Gabon : le haro de Annie-Léa Meye sur le trafic du kevazingo et les placements

Annie-Léa Meye © GMT

Femme politique et reconnue depuis près d’une décennie, Annie-Léa Meye a tenu dans une déclaration de presse rendue publique ce vendredi 24 mai 2019 à donner sa position sur l’actualité brûlante du moment notamment la disparition mystérieuse de 353 conteneurs de kevazingo au port d’Owendo mais aussi le phénomène de plus en plus croissant  du proxénétisme encore appelé “placement” chez les jeunes filles.

Alors qu’elle s’apprête à prendre la tête d’une association internationale sur le leadership féminin, le cadre de Démocratie nouvelle (DN) a tenu à réagir aux récentes affaires qui ont secoué le pays. A cet effet, elle est revenue non seulement sur le scandal politico-financier du Kevazingo, qui a conduit il y a quelques jours à l’éviction du vice-president Pierre Claver Maganga Moussavou et du ministre des Forêts Guy Bertrand Mapangou, mais aussi à la problématique du proxénétisme en milieu scolaire.

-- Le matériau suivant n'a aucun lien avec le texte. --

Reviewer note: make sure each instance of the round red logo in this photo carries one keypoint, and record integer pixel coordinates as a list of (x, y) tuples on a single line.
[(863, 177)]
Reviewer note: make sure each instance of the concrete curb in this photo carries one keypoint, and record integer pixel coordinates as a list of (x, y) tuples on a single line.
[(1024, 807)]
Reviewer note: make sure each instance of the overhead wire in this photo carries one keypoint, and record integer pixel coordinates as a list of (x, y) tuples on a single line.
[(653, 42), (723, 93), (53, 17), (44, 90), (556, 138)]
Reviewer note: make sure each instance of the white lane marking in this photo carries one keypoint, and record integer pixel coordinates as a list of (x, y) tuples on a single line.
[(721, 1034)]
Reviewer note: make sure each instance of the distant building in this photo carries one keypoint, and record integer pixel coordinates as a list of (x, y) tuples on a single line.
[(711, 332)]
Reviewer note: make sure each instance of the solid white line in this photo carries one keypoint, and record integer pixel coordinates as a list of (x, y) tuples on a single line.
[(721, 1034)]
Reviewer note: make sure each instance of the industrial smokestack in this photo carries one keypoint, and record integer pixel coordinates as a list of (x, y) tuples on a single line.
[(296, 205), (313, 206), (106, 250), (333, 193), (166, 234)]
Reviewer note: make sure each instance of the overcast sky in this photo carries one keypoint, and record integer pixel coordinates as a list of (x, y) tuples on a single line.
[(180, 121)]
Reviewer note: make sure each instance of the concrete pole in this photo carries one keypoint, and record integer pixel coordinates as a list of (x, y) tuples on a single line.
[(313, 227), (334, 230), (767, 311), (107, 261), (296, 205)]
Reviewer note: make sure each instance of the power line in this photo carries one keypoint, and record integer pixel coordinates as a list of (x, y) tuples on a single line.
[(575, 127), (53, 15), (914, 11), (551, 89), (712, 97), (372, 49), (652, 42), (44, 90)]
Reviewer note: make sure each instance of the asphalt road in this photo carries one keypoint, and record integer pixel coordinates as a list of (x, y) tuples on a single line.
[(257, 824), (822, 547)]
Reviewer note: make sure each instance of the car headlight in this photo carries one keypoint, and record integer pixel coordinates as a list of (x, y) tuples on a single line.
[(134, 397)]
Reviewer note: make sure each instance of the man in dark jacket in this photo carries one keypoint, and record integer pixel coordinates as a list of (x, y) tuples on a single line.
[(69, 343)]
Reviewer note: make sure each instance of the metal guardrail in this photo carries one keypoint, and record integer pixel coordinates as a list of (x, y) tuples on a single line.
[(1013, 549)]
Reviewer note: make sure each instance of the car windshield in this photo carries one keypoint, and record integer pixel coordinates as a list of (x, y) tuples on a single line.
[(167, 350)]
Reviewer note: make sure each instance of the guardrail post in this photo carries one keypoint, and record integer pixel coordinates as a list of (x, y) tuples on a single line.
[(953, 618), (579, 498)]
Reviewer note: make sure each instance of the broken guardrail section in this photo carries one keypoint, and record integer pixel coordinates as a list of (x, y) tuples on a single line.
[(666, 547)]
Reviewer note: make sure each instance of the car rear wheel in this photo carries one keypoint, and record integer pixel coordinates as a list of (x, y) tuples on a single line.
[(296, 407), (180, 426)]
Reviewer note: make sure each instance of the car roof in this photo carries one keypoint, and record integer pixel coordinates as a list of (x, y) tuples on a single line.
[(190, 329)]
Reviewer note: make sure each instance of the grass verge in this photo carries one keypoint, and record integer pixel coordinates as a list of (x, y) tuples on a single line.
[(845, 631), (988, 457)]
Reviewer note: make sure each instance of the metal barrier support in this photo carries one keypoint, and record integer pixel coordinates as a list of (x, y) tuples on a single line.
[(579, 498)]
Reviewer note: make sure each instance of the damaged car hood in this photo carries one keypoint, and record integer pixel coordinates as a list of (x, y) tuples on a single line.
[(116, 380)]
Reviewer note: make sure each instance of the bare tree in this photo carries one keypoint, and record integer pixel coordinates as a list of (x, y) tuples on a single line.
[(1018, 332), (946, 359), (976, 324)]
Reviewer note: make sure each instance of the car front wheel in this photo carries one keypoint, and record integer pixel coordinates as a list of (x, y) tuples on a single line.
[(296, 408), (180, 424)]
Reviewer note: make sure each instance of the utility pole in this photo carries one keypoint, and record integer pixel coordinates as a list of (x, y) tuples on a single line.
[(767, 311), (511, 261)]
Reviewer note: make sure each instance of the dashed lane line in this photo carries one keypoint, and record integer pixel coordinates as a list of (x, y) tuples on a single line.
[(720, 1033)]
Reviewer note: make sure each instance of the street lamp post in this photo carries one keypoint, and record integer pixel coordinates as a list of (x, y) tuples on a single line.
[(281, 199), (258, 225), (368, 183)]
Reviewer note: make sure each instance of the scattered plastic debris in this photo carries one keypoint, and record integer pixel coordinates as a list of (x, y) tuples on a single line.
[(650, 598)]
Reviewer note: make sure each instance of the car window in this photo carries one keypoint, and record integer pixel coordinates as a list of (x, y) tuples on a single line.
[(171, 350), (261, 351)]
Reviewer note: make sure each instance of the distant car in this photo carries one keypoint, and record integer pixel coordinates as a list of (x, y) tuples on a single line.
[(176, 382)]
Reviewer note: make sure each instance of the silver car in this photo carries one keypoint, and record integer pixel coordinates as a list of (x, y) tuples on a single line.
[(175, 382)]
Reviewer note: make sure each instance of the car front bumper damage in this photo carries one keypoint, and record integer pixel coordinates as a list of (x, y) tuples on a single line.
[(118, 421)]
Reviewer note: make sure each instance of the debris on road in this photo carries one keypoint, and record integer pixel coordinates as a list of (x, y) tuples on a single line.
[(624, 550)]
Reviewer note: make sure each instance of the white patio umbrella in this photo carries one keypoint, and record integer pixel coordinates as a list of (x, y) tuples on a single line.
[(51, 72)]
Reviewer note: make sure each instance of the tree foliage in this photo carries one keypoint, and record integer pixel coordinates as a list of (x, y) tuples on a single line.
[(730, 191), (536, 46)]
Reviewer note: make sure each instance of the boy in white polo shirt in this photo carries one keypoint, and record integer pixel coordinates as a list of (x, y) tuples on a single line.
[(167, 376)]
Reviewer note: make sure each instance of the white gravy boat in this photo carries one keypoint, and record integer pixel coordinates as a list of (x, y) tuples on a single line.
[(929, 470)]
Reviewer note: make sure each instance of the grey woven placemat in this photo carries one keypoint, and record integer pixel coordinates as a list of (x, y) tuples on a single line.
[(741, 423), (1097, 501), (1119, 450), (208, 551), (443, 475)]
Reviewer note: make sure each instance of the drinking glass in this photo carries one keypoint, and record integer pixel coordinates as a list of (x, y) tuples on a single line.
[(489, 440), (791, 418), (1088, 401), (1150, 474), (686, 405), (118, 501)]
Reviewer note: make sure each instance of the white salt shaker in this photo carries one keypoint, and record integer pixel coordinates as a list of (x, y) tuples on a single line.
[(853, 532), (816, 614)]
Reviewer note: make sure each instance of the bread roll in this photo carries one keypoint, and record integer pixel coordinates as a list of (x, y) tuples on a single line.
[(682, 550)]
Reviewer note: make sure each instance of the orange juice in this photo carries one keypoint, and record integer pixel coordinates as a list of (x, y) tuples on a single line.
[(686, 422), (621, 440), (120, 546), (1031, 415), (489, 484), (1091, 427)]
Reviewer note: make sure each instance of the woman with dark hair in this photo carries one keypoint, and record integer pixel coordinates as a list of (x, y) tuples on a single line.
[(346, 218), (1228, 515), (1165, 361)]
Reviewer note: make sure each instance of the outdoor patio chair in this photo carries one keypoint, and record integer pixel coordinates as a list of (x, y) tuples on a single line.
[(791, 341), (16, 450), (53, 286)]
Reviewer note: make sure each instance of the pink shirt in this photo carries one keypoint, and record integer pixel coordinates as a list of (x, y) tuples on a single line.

Abordant cet épineux phénomène qui s’invite de plus en plus dans les cours de récréation des lycées et collèges du pays, Annie-Léa Meye s’est insurgée contre ces pratiques qui avilissent la jeunesse et plus particulièrement les jeunes filles. « Il ne peut pas être considéré normal que des jeunes filles, des enfants, soient victimes des vices des adultes en mal de sensations et avides de pratiques fétichistes, utilisant l’argent-roi, pour se maintenir aux affaires.», a-t-elle indiqué. Une indignation somme toute légitime alors que selon le leader politique les enquêtes sur les crimes dits rituels n’ont pas encore donné toutes leurs conclusions et certains criminels sont toujours en cavale.

Par ailleurs, elle a dénoncé l’attitude « égoïste » des proches du président de la République Ali Bongo, qui selon l’oratrice, « n’en veulent que pour leurs poches, laissant croupir dans la misère un peuple à qui on continue d’exiger des sacrifices ». Elle en veut pour preuve le récent scandal dénommé kevazingogate qui a laissé apparaître un véritable système de prévarication des richesses du pays par un petit groupe de privilégiés.

Tout en saluant  « des deux mains la dernière décision du président de la République, en vue de sanctionner avec la dernière énergie toutes les personnes mêlées de près ou de loin à cette affaire dite du  » kevazingo », elle a souhaité que l’impunité cesse dans le pays. « J’invite le Chef de l’Etat à aller beaucoup plus loin que cela pour que nous n’ayons pas l’impression que les premières sanctions ne sont que de l’enfumage pour endormir le peuple. Il faut que la lumière soit faite à tous les niveaux de la chaîne de commandement et que les coupables en tirent les conséquences », a-t-elle martelé.